Thanks to advancements in cloud computing and solutions like virtual desktops, it’s increasingly easy for us to “work anywhere.” This level of mobility has serious appeal across industries – attorneys can bill from a cabin in the woods, caregivers can record their visits from their client’s home, and snow days are a thing of the past. Our employees love the flexibility, and our clients love the responsiveness.
 
When “work anywhere” turns into “work anytime,” however, we begin to run into some sketchy territory as far as labor laws go.
 

Remote work and labor laws

As you probably know, recent updates to the Fair Labor Standards Act (FLSA) have expanded the definition of “nonexempt” workers to include many more of our employees. Now, if these employees take advantage of their ability to “work anytime” and end up clocking over 40 hours a week, you are required to pay them overtime. That, or they are within their right to sue.
 
No matter your personal opinion about these changes, the looming threat legal action always has a special way of jolting the business community into action.
 
How are we supposed to mitigate this risk? Do we actually need to shy away from giving our teams the freedom to access their work from home? Do we need to implement technical controls alongside remote access solutions to “lock out” nonexempt workers once their 8 hours is up? Do we forbid our team from emailing after hours altogether?
 
You could… but I wouldn’t necessarily recommend it.
 

How to keep your company in the clear

There are absolutely ways to finagle your technology so that you can control when and how your team is accessing your system.
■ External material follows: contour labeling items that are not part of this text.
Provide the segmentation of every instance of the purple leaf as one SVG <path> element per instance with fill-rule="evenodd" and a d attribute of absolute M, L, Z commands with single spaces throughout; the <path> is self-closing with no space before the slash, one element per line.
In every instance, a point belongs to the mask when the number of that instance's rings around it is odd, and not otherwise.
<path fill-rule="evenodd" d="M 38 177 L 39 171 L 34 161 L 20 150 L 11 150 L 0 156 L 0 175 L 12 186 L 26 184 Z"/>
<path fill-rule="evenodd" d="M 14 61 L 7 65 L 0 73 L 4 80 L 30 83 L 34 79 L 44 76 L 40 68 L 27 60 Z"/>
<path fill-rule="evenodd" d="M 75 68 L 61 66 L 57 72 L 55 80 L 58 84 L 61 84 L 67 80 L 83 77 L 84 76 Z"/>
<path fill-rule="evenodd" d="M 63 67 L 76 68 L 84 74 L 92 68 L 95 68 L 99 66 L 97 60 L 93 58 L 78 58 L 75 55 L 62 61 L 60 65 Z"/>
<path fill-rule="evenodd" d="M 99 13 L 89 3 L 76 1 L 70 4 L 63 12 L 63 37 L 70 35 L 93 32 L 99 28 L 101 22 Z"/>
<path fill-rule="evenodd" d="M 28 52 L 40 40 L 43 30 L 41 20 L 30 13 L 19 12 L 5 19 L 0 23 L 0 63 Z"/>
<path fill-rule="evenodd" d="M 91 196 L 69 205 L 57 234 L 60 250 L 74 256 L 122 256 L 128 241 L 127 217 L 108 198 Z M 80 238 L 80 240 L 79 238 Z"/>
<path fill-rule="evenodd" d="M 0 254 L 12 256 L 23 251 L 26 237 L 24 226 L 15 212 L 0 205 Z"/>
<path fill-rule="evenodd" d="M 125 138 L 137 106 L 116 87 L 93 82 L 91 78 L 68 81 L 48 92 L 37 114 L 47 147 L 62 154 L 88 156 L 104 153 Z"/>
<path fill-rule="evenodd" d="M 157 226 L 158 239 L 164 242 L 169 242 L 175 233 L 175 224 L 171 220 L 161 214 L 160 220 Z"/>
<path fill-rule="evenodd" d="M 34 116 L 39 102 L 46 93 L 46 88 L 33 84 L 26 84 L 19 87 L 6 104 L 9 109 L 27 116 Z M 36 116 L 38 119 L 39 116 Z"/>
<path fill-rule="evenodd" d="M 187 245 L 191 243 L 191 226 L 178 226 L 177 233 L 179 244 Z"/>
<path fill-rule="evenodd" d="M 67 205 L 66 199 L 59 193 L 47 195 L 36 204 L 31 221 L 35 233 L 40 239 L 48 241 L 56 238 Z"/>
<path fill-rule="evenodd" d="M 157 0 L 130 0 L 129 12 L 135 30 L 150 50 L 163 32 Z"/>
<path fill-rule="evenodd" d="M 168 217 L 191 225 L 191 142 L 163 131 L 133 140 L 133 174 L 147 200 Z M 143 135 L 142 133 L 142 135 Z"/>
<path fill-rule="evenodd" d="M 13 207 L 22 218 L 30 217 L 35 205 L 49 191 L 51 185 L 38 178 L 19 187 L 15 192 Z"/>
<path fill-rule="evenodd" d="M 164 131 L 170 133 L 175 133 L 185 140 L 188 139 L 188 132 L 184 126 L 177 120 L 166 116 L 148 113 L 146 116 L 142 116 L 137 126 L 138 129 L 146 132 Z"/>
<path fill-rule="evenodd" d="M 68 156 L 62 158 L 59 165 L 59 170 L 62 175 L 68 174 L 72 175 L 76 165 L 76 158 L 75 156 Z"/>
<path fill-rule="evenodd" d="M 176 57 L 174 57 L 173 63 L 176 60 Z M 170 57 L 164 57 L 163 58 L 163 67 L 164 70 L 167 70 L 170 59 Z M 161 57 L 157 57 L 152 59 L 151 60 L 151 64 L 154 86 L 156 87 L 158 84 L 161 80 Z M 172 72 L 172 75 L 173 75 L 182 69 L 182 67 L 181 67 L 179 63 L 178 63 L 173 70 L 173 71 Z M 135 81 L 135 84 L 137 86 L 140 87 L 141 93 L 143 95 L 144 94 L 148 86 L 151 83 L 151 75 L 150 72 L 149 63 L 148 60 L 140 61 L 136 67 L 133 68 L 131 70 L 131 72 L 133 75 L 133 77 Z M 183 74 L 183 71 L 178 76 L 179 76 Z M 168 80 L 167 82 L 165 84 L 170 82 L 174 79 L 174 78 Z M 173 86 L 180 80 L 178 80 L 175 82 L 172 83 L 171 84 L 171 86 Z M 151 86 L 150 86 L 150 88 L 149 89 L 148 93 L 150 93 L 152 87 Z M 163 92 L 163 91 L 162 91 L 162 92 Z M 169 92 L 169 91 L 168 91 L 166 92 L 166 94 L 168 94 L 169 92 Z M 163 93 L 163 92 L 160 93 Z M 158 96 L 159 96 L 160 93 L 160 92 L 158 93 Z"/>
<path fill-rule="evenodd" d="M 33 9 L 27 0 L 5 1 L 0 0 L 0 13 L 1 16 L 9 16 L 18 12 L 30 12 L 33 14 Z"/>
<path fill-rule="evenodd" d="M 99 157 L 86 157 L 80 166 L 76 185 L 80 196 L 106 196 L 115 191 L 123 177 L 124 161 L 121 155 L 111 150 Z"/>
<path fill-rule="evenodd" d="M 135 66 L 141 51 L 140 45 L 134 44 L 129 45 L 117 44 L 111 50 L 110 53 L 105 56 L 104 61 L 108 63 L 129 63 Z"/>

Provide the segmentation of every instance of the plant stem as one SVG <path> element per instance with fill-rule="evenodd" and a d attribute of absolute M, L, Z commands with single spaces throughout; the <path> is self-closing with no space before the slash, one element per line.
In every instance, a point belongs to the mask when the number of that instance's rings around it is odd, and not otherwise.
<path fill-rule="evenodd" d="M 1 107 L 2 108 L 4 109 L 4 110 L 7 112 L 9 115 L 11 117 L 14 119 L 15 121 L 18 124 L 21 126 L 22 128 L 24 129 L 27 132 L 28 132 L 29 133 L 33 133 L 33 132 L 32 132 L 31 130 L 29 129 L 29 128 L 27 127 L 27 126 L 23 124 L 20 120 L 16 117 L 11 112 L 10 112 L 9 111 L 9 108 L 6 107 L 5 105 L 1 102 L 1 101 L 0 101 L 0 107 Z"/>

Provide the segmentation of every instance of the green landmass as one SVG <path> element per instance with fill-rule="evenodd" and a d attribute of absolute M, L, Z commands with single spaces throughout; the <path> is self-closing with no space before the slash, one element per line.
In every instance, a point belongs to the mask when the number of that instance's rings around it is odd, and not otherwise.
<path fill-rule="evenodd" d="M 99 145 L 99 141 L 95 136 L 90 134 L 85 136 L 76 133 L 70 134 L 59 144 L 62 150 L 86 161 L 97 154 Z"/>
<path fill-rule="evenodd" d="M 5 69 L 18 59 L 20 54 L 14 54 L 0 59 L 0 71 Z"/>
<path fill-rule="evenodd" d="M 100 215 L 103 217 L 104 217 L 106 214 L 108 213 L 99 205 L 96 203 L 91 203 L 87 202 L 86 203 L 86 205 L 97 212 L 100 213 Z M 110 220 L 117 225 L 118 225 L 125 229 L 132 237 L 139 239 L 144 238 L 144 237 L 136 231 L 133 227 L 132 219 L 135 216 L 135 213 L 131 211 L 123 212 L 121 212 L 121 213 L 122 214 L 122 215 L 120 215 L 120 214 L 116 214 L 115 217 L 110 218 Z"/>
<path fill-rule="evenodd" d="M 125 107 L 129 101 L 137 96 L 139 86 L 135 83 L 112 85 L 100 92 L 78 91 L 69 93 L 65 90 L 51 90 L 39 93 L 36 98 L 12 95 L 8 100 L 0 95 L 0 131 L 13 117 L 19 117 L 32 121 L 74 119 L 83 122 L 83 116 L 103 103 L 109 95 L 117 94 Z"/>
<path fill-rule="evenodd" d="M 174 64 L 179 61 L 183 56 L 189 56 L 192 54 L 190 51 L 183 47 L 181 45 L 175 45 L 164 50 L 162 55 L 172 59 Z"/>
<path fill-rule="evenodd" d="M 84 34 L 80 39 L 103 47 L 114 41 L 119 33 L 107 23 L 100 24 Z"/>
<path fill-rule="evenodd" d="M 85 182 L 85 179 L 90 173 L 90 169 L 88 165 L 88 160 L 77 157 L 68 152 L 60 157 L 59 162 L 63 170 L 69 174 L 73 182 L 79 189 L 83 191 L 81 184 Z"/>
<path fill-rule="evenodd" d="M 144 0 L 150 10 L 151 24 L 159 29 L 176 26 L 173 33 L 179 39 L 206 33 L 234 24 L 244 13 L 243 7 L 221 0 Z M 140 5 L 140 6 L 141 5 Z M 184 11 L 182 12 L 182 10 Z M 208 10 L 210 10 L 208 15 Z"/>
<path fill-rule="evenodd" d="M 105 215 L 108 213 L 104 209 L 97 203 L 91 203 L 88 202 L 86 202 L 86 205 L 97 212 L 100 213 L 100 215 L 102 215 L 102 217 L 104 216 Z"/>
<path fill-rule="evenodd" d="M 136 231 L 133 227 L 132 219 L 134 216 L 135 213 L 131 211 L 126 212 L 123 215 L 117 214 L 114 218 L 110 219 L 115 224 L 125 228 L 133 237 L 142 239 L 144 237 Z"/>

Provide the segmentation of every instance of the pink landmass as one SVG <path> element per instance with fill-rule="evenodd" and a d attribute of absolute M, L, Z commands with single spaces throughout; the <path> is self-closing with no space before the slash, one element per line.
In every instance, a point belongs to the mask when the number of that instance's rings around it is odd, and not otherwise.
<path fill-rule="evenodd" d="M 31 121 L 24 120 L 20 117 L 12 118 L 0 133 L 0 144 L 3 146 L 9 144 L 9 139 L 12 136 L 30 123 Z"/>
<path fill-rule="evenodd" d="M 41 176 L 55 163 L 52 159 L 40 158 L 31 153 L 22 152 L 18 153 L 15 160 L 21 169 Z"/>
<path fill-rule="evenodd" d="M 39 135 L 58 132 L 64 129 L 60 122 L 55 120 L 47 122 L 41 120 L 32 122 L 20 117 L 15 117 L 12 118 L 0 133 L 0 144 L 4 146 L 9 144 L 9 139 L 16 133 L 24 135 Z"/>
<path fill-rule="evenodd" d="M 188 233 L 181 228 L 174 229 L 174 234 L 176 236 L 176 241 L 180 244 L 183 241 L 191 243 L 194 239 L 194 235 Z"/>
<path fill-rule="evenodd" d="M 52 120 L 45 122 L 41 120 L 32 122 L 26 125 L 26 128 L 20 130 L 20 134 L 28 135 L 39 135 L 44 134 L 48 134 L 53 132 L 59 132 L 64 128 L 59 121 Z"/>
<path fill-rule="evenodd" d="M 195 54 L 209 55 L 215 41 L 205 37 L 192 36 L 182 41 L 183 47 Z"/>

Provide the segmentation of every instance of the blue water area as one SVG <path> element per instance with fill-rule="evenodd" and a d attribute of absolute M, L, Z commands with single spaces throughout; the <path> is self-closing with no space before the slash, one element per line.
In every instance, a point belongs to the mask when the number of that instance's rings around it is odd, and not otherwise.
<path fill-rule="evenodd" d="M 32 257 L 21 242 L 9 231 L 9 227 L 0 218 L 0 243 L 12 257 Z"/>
But more often than not, the entire issue of overtime can be addressed most effectively from the policy level instead.
 
At my company, for example, many of our folks are helpdesk engineers, a role that falls squarely under the definition of “nonexempt.” Any overtime for them must be explicitly approved by their supervisor. This alone has been sufficient for us even with our team having complete access to our systems 24/7.
 
These sort of policies are especially successful when coupled with a culture that (genuinely) emphasizes the importance of work/life balance. Because keep in mind: it’s not just overtime pay to worry about if your employees are consistently working hours and hours beyond their scheduled times; lawsuits can be expensive, but turnover will cost you more.
 
All told, I would raise caution against boiling something as tricky as overtime down to an IT issue; while technology is the means through which we can work anytime from anywhere, we’re ultimately talking about a much more human matter here.